2020年11月5日木曜日

夏への扉 / ロバート・A・ハインライン (1957)

The Door Into Summer by Robert A. Heinlein

「ひとつでも信じてることさえあれば扉はきっと見つかるさ
もしか君今すぐに連れて行けなくても涙を流すことはない
僕は未来を作り出してる
過去へと向かいさかのぼる
そしてピートと連れ立って君を迎えに戻るだろう
だからリッキーディッキータビーその日までおやすみ
あきらめてしまうにはまだ早すぎる扉の鍵を見つけよう
もしか君今ここでやり直せなくても淋しく生きることはない
僕は過去から幸せをもち未来へ向かい眠るのさ
そしてピートと永遠の夏への扉開け放とう
だからリッキーディッキータビーその日までおやすみ
心には冬景色輝く夏をつかまえよう
だからリッキーディッキータビーその日までおやすみ」

吉田美奈子の歌詞で山下達郎の曲がアルバムとして発売されたのが1980年。
この物語は、1970年と2000年が主な舞台になっています。
そして、ハインラインがこの物語を書いたのが1957年。すでに近未来のことから書き始めてます。

1970年において家事代行ロボットが既に世に出ており、コールド・スリープという技術までできています。

そして2000年には、新しい方式のジッパーが開発され、言葉の分かる人型ロボットが活躍し、タイムマシンまで(公ではありませんが)開発されています。

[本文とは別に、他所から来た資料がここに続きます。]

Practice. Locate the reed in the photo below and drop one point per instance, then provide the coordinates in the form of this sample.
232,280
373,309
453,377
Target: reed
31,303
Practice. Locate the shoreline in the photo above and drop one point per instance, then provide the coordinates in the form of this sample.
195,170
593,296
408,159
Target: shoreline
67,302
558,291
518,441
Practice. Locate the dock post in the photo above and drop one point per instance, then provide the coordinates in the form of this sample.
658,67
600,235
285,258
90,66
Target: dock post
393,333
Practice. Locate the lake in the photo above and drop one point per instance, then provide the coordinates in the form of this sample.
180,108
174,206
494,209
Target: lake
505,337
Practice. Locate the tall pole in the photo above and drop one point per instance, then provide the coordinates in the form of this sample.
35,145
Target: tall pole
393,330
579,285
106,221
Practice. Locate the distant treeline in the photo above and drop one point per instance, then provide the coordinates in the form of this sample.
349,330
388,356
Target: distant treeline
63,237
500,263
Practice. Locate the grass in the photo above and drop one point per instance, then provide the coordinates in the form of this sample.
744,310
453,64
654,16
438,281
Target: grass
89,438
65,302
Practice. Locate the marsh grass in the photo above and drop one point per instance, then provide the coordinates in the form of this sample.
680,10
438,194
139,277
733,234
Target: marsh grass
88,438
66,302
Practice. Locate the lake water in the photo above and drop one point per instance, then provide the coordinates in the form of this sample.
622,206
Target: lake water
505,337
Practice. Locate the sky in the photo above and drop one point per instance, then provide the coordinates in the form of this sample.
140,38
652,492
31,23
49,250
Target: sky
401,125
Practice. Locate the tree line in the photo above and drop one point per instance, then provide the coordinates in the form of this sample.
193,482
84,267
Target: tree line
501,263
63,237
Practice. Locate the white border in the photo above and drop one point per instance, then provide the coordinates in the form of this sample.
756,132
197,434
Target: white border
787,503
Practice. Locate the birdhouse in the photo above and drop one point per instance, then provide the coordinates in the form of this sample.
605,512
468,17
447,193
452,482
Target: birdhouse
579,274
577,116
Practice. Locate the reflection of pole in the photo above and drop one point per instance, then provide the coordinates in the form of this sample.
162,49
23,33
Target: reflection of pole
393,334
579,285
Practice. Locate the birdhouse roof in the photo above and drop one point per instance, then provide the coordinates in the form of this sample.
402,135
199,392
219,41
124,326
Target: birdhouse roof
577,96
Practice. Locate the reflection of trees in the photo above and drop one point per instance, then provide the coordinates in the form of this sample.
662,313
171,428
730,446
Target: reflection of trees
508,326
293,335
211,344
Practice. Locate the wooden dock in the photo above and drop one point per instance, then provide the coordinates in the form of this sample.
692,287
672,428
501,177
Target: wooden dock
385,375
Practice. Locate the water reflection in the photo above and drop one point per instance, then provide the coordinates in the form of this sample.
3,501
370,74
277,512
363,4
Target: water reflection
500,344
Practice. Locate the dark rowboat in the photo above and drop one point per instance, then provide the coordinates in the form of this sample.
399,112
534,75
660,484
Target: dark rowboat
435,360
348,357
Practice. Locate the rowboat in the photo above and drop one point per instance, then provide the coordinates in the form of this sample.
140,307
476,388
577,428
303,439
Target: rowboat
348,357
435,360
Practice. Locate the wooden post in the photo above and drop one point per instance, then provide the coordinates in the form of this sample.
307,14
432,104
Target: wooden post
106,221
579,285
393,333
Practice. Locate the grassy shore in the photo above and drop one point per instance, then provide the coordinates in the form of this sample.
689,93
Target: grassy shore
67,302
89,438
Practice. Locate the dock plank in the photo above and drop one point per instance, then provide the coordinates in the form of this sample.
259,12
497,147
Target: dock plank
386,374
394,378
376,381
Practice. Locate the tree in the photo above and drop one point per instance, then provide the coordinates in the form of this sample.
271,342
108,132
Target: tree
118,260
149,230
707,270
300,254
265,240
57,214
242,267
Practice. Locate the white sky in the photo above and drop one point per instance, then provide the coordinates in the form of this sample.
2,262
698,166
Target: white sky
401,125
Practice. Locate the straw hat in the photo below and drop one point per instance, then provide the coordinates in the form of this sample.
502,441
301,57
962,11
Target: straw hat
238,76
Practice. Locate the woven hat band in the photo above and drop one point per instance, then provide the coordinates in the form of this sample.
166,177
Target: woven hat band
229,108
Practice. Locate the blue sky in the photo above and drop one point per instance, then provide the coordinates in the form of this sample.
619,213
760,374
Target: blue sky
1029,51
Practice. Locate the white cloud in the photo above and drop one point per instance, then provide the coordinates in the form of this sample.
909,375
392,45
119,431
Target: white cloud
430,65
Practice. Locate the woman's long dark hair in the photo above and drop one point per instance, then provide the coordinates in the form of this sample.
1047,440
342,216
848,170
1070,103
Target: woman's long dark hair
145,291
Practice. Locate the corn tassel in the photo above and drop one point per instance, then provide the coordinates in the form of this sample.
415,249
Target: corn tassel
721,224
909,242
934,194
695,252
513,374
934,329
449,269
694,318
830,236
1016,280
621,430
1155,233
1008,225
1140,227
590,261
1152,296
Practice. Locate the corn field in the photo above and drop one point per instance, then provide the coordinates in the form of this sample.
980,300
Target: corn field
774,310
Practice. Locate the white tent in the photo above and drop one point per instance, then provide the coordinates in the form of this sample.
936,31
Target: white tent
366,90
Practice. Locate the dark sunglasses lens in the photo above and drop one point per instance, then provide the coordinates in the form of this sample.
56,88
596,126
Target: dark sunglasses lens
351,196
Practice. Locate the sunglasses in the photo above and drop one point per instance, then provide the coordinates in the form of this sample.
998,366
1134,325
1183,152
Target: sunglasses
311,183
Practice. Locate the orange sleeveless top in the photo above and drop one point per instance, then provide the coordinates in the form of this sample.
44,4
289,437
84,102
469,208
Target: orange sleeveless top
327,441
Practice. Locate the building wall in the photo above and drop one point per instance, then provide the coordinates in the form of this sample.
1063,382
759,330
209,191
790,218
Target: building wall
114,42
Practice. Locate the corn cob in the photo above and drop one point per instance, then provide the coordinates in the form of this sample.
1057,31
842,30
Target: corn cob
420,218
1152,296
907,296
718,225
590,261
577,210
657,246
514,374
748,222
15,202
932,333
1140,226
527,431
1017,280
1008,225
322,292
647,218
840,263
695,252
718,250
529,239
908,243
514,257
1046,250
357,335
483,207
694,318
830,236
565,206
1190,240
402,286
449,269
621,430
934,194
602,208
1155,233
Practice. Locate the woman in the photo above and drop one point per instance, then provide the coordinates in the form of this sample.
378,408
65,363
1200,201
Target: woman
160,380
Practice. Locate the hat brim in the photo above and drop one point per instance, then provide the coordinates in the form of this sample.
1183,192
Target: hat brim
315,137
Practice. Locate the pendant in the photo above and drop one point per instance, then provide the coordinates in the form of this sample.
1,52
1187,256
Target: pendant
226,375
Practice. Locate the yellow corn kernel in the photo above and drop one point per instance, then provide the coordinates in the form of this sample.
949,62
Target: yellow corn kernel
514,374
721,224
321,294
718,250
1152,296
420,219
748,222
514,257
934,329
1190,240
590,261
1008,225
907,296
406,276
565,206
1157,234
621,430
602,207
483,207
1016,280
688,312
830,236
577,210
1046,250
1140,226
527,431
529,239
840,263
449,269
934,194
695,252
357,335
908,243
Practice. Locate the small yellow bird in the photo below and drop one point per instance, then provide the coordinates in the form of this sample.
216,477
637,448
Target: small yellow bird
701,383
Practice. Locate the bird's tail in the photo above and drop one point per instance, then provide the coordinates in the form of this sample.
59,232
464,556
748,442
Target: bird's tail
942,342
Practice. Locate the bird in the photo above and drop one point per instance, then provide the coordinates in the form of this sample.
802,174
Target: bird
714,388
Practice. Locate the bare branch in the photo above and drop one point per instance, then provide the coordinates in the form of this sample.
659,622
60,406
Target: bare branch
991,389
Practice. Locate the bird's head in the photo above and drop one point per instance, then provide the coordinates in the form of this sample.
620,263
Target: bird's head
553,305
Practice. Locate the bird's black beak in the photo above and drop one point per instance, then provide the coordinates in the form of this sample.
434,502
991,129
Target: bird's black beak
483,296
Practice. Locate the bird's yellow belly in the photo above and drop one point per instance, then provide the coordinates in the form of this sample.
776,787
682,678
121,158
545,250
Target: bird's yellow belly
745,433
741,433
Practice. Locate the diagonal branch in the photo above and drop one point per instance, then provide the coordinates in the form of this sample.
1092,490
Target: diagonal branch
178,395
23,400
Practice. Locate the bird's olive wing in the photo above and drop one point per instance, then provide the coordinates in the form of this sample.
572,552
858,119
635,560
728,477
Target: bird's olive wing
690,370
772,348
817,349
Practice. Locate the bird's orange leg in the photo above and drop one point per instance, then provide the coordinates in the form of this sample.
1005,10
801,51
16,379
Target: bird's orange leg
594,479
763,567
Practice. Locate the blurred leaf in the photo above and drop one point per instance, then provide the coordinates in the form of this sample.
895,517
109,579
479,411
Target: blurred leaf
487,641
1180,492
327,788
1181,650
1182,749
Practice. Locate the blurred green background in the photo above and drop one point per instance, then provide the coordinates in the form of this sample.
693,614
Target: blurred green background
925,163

そこにあるのは、昨日より今日、今日より明日はきっと良くなる。そしてそれは科学技術によってもたらされる、という信念に近い世の中の空気です。夏への扉は諦めなければ人の力によってきっと開けられる。

リンドバーグが大西洋を飛行機で横断するのに成功したのは1927年。そのたった42年後には人類は月に降り立つまでになりました。原子力という夢のエネルギーを生み出し、遠隔に映像を映し出すテレ・ビジョンという装置も開発しました。ものすごいスピードで変わっていった時代だったんでしょう。

僕も小さい頃は、石ノ森章太郎や手塚治虫の漫画を読んで、近い将来、空飛ぶ自動車ができて、ロボットと共生する時代が来るだろうと信じていました。

最近になってようやくそういったことも現実化しそうな雰囲気になってきました。ようやくです。


2015年の未来に行ったマーティとドクは、立体ビジョンや空中スケボーと自動で伸び縮みする服のある世界を見ますが、現実の2015年はそんな世界ではありませんでした。そんな風に世界は発展しなかったのです。

開発のツケで環境汚染と二酸化炭素削減に取り組まざるを得ず、人口は爆発的に増えて、貧富の差は大きくなるばかり。

最も発展したのは、物理技術ではなく、もっと人間的な情報技術でした。インターネットの発展。パソコンを予想した人はいたでしょうが、それがコミュニケーション手段になっていることは想像できなかったと思います。バック・ツー・ザ・フューチャーにもスマホの姿はどこにもありません。


この小説を人気づけているのは、タイムトラベルというSF的要素だけではなく、ラブ・ストーリーだということでしょう。

ベルという悪役がリッキィとの恋のピュアさを引き立てています。

年の差をタイムトラベルによって超えた恋の物語はSFでしかあり得ませんが、どうしても主人公に肩入れしたくなる展開になっています。

そしてハッピィエンド。始まりが最悪だっただけに幸せな気分になります。


所々に布石があって、未来の後に過去が語られた時、あれはそういうことだったのか、と後で気付かされるのも面白いところです。